HOUSTON – When the rains came, the Islamic Clear Lake Center south of Houston, Texas, was spared the worst of it, the building suffering only a few roof leaks amidst the devastating effects of Hurricane Harvey, a whopper of a storm that drenched and destroyed wide swaths of Houston and the southern Texas coast.
However, when the rains stopped, congregants and mosque officials, quickly realizing many others weren’t so fortunate, sprang into action.
“We told people that if they had nowhere else to go they could come here,” Hamza Reed, the mosque’s administrator, told AboutIslam.net.
Reed added that the mosque also set up a 24-hour medical hotline should anyone have any health problems or questions and couldn’t travel to a hospital or clinic.
Others followed suit.
Brand Lane Islamic Center in Houston converted its prayer and school buildings into a shelter where they offered meals, toiletries, clothing and bathing facilities.
Hurricane victims could also take advantage of free medical services from an on-site doctor and psychologist.
“Anything you need or may have forgotten or didn’t have the space to bring it, it’s here,” said Husna Kadri, at Brand Lane Islamic Center.
Several other mosques, including Houston’s Islamic Education Center and Masjid Al Salam, welcomed those who required emergency shelter from the storm.
The outpouring of help and humanity can’t be overestimated.
`Eid Spirit
Now with the hurricane a week past and `Eid Al-Adha only recently come and gone, mosque officials and members throughout the Greater Houston Area are looking to spread and continue the sacrificial and generous spirit of `Eid al-Adha as they move forward to assist not only their fellow Muslims in recovery but anyone who was impacted by Harvey.
“We are looking to long-term relief now,” said Masrur Javed Khan, president of the Islamic Society of Greater Houston.
“We will not rest until these people who are displayed are out of this misery.”
This message of generosity was preached throughout Houston-area mosques during `Eid al-Adha services.
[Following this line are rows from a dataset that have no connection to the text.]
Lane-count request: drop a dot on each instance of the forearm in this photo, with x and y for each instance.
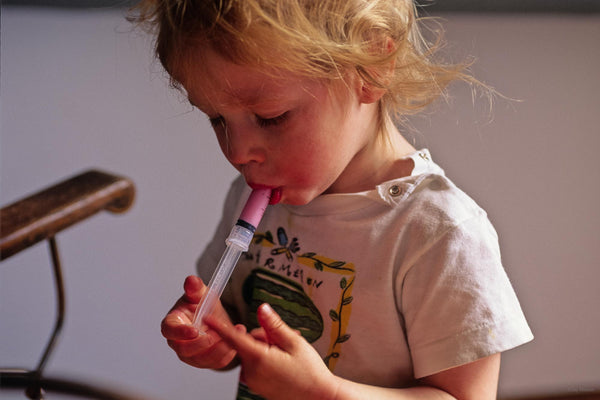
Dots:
(348, 390)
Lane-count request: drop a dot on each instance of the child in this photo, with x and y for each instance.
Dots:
(374, 277)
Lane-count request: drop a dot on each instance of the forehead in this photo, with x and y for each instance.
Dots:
(210, 78)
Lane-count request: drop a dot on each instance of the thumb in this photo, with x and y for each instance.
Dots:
(193, 289)
(277, 331)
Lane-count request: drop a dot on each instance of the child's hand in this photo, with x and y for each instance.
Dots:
(202, 351)
(277, 363)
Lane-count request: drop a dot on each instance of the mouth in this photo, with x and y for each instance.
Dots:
(275, 192)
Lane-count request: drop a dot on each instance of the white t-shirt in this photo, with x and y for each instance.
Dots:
(389, 285)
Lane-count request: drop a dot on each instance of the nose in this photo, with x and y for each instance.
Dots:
(243, 145)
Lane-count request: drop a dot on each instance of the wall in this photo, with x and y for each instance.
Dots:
(79, 90)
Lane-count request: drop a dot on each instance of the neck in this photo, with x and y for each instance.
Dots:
(381, 160)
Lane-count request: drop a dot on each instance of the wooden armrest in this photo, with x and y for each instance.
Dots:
(584, 395)
(45, 213)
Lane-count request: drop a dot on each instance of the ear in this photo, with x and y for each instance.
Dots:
(370, 93)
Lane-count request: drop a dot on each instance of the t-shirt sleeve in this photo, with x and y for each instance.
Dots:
(457, 302)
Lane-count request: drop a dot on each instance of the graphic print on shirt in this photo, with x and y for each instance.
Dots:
(288, 279)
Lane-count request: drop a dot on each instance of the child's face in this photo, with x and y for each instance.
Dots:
(287, 132)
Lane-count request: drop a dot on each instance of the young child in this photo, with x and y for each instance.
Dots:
(374, 277)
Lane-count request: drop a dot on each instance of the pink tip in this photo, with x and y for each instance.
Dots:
(255, 206)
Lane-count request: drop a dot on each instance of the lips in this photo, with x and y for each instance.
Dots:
(275, 192)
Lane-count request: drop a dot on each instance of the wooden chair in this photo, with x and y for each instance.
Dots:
(583, 395)
(40, 217)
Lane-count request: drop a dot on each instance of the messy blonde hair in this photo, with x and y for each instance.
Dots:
(321, 39)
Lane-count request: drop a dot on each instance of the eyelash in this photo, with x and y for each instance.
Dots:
(266, 122)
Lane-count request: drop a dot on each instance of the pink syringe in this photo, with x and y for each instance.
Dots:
(236, 243)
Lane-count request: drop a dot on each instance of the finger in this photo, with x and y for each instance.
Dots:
(276, 330)
(176, 326)
(236, 337)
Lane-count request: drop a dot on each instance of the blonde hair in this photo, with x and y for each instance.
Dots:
(323, 39)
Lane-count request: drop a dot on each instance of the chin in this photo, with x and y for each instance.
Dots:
(299, 199)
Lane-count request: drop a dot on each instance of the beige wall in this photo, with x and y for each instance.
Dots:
(79, 90)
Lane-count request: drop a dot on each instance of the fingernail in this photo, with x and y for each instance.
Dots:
(267, 309)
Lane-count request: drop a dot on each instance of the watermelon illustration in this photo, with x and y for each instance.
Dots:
(287, 298)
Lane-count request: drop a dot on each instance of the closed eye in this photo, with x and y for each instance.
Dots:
(267, 122)
(217, 122)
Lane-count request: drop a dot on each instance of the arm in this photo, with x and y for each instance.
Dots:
(277, 363)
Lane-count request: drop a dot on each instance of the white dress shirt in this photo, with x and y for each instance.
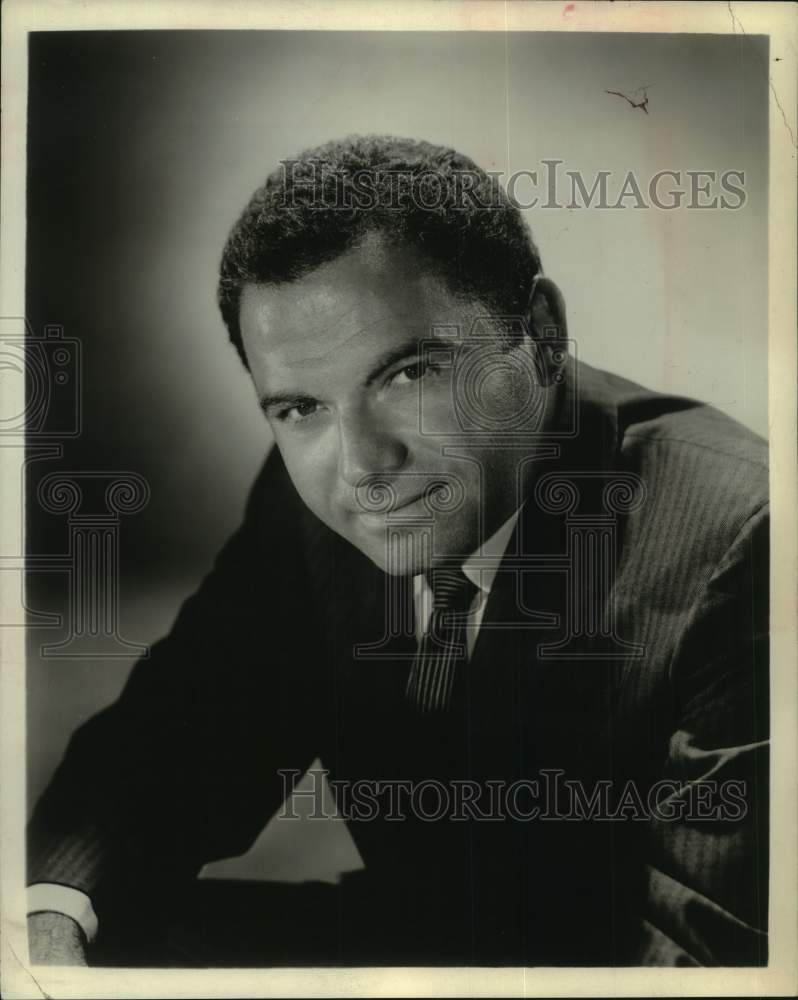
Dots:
(480, 568)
Congregants who were urged to share their sacrificial meat offerings with those most in need or to volunteer their services or donate their money to storm relief.
The Clear Lake Islamic Center is taking that message to heart and partnered with a neighboring church to collect and distribute donations to groups and organizations that have a need.
Other groups are doing the same.
Following `Eid prayers on Friday, several young men with the Ahmadiyya Community USA’s youth group took to Houston streets to help clear away debris and assist with clean up.
Thousands of the city’s homes were damaged, many of them owned by elderly people who struggle to do the work themselves.
Special Prayer
At the George R. Brown Convention Center, which normally hosts thousands of Muslims for `Eid prayers, this `Eid al-Adha space is filled with thousands of evacuees who were forced to leave their home in Harvey’s wake.
There, Muslim evacuees and volunteers alike didn’t let their dire situations stop them for offering their prayers. Instead, they created their own personal prayer space amidst the cots, piles of donations and people milling about.
In mosques that were serving as both prayer space and shelter on `Eid, officials made sure they would not be bothered as Muslims filled the mosque for services.
“(Evacuees) won’t be disturbed,” Khan of the Islamic Society of Greater Houston said.
“People who come, if they have to pray in the parking lot they’ll pray in the parking lot.”
Muslims from other parts of Texas have shifted into gear as well. In Dallas, more than 300 volunteers answered the call from Islamic Relief when the nonprofit organization offered volunteer training.
Also, several Houston-area mosques reported fellow Muslims from areas like San Antonio and Austin have landed in Houston to help, soliciting, collecting and transporting the donations themselves.
In the wake of this horrible tragedy that is Hurricane Harvey, there is no shortage of compassion and the sacrificial and generous spirit of `Eid al-Adha only served to intensify that outpouring of human love.